From: Tim Daneliuk <tundra_at_tundraware.com>
Date: Mon, 17 Apr 2023 17:00:01 UTC
On 4/17/23 09:38, Steve O'Hara-Smith wrote:
> The common point where any methodology fails is when those using it
> fail to realise that it is a tool for achieving a result and not a goal in
> itself. If it gets in the way and doesn't help it's the wrong tool, this is
> not cured by getting increasingly doctrinal about it.

+1

I believe that agile is a useful implementation strategy (and use it all
the time), but it's not great at developing the initial requirements.
It leads to agile teams getting halfway down the delivery cycle and
then suddenly discovering everything they've done has to be rewritten
to become event-driven or some similarly large miss of expectations.
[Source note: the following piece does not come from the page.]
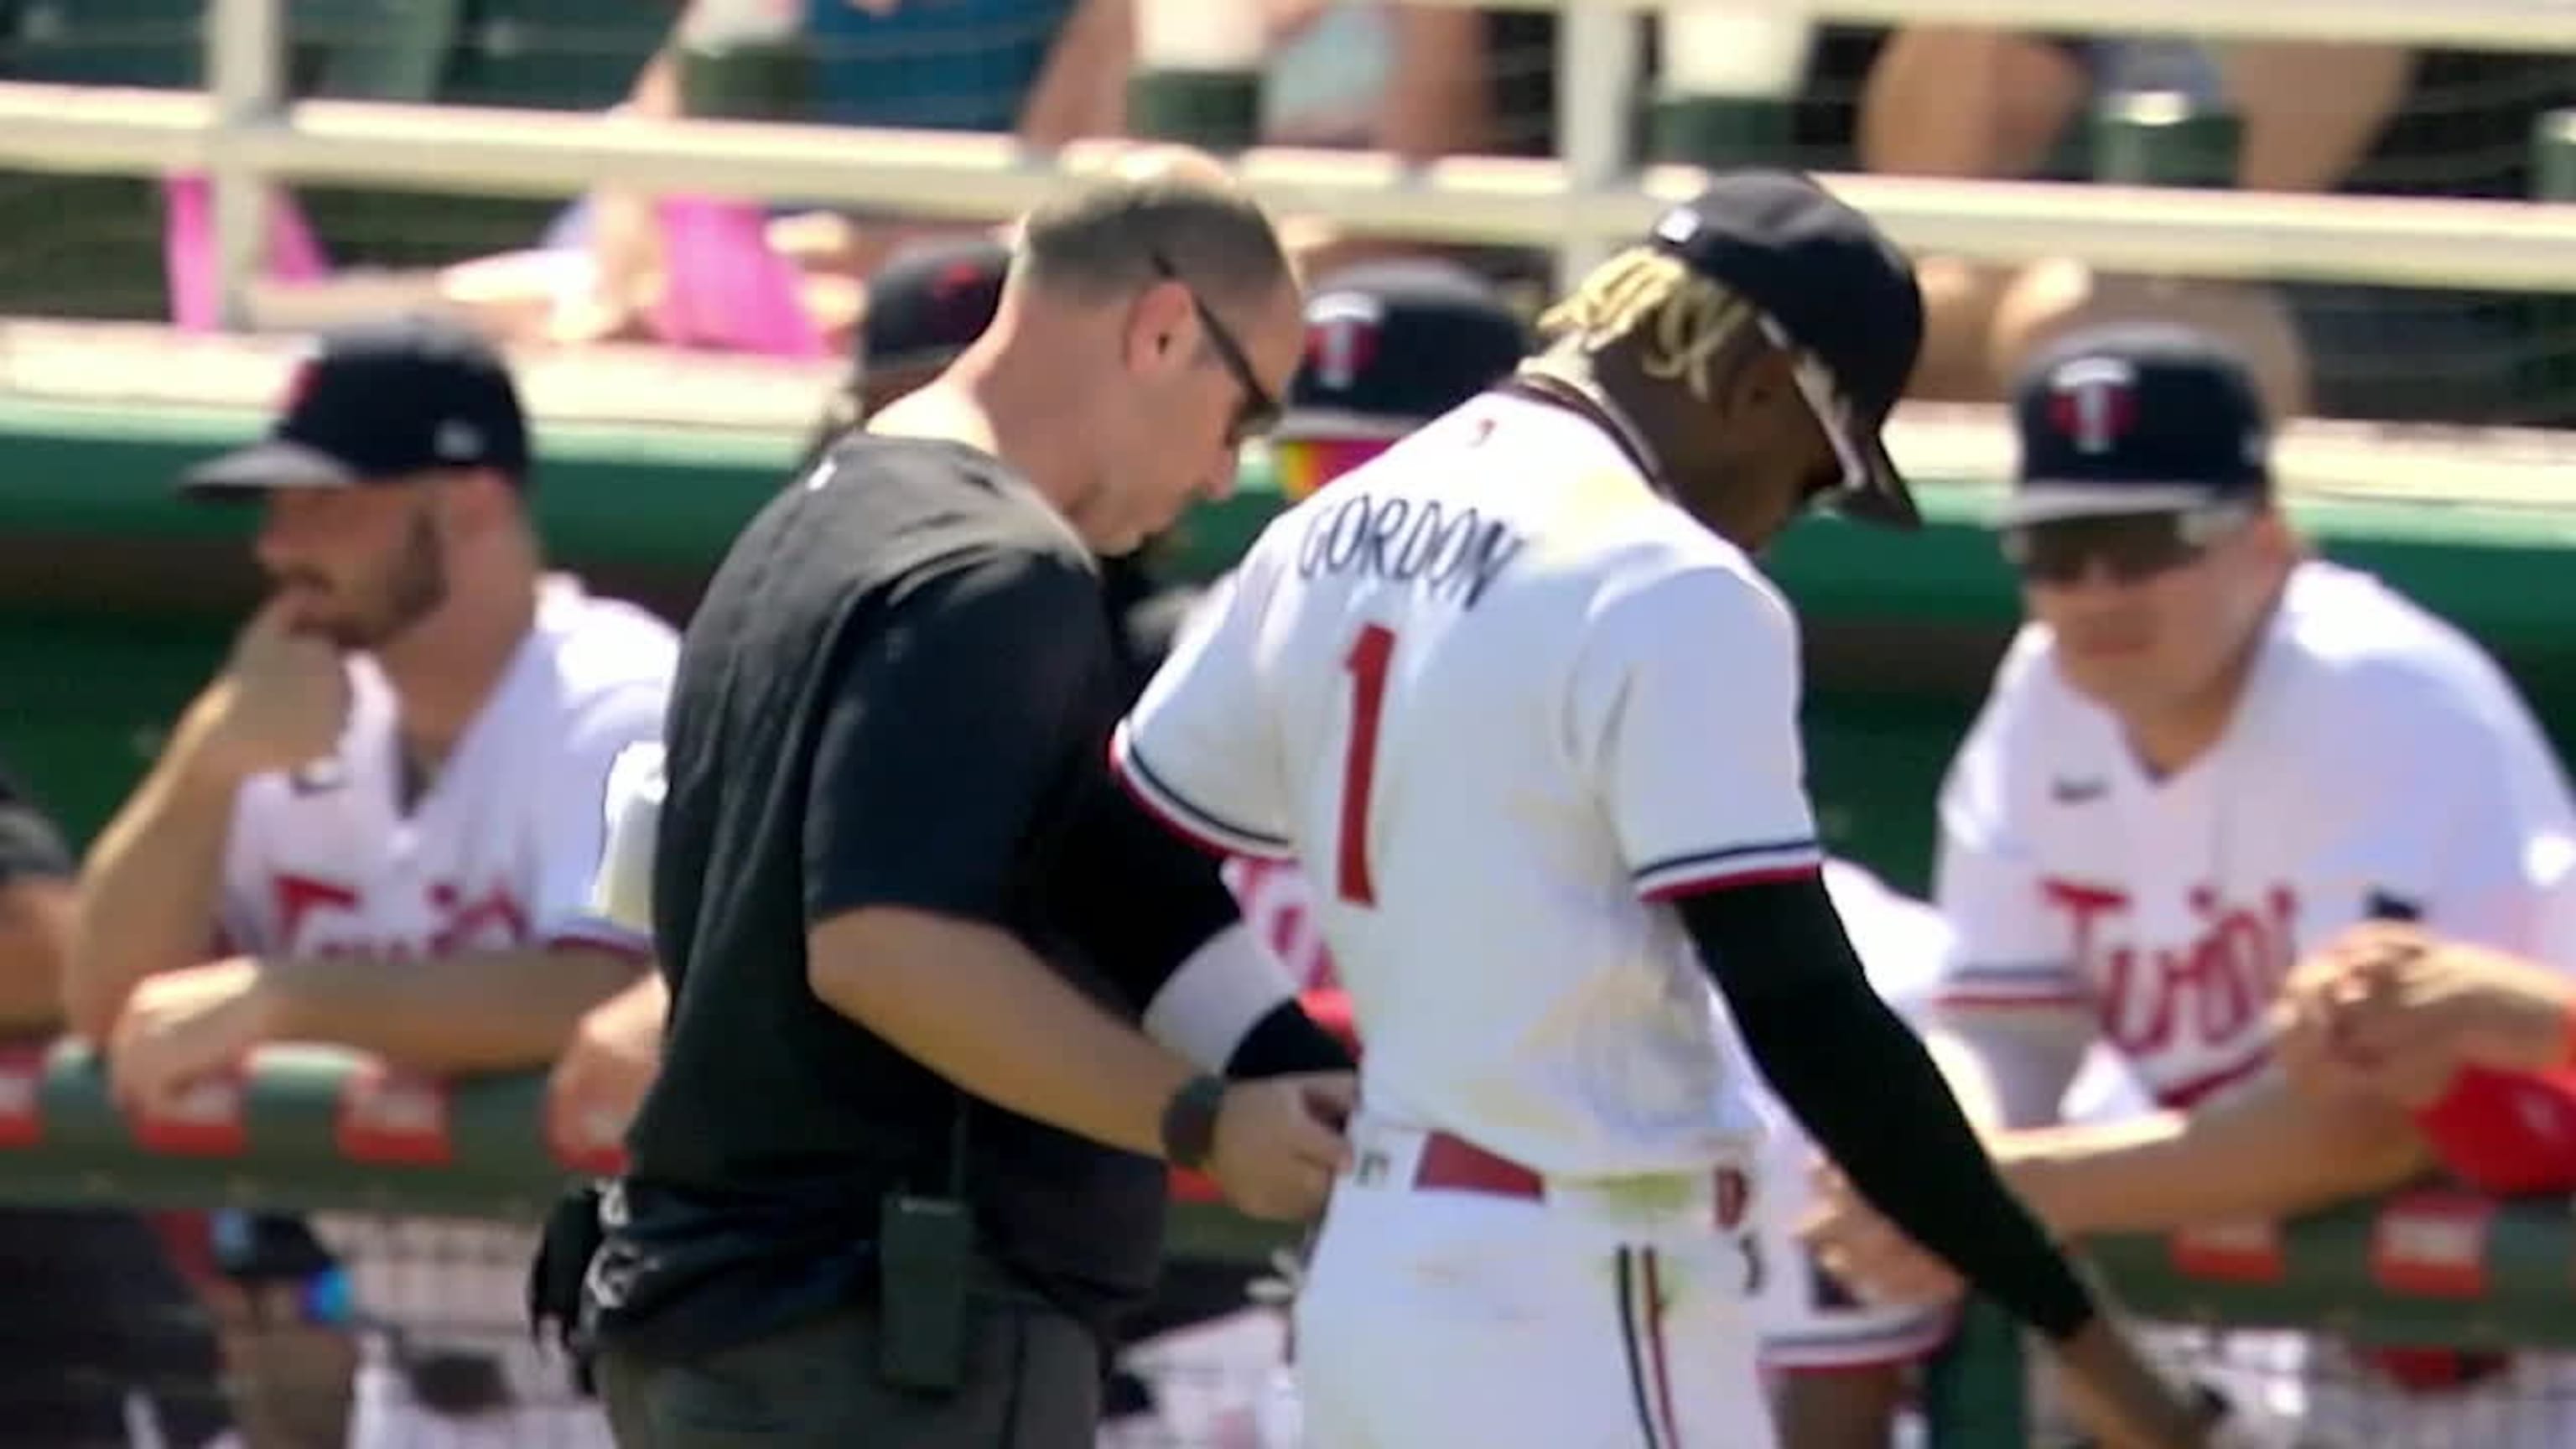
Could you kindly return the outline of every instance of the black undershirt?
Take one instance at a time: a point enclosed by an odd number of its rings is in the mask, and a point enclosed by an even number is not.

I prefer waterfall discovery of requirements and agile implementations.
It doesn't have to be perfect or 100% complete, but it's shocking
how many waterfall discoveries stall, not because of process
limitations, but because the stakeholders haven't agreed on
desired outcomes (aka the "mission").  In this sense, waterfall
requirements gathering forces people to declare *what* they want
fully enough to build a first instance.  *How* it gets build is
very much a beneficiary of agile methodologies.